月刊フラワーズ7月号を購入

萩尾望都の名作「ポーの一族」の続編が40年ぶりに発表されるというニュースを聞いたのはいつの頃だったろう。その新作が掲載される月刊フラワーズ7月号がようやく先月末に発売されることになり、軽い気持ちで娘に購入を依頼しておいた。

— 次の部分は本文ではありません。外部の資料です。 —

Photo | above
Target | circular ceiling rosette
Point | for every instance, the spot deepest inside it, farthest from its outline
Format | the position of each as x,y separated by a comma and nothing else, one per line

ところが、市内の主だった書店を探してくれたという彼女からの報告は“どこも売切れ”であり、慌てて調べてみたAmazonでは中古品(?)にプレミア価格が付けられている始末。さらには、娘からの指令で某書店を訪れた妻が店員さんに月刊フラワーズの在庫を確認したところ、園芸関係のコーナーを案内されたというオチまでついて、「ポーの一族」の人気の高さを改めて思い知らされるとともに、この時点で雑誌の購入を断念。

そんなところへ飛び込んできたのが漫画雑誌としては異例という重版決定のニュース。発売予定日は6月11日であり、昨晩のうちに娘に再度購入をお願いしておいたところ、谷川連峰主脈縦走の最中、エビス大黒避難小屋に着く直前に、娘から“買えたよ!”という嬉しい報告が表紙の画像付きで届いた。

帰宅後の娘からの話によると、近所のTUTAYAにはわずか2冊しか入荷しなかったそうであり、開店前から待っていた娘とその次の中年女性が買っただけであっという間に完売。しかし、肝心の雑誌の内容はその苦労に十分報いることの出来るレベルであり、お目当ての続編「春の夢」は新たなる名作の誕生を期待させる素晴らしい滑り出し。

その他にも、萩尾望都山岸凉子の対談は掲載されているし、「トーマの心臓」の前日譚と後日譚を収めたブックレットまで付いてくる。まあ、「訪問者」の方は単行本で持っているのでそんなに嬉しくないが、これだけ充実した内容で価格が590円というのは驚異的であり、出版業界にもまだ良心が残されていることを知って少しだけ嬉しく思った。

ということで、「春の夢」にいきなりアランが出てくるので吃驚してしまったのだが、よく考えてみれば新作の舞台は1944年であり、彼が“消滅”してしまう30年以上昔の話。確かに、殺伐とした21世紀にはさすがのエドガーも居場所を見つけることができなかったのでしょう。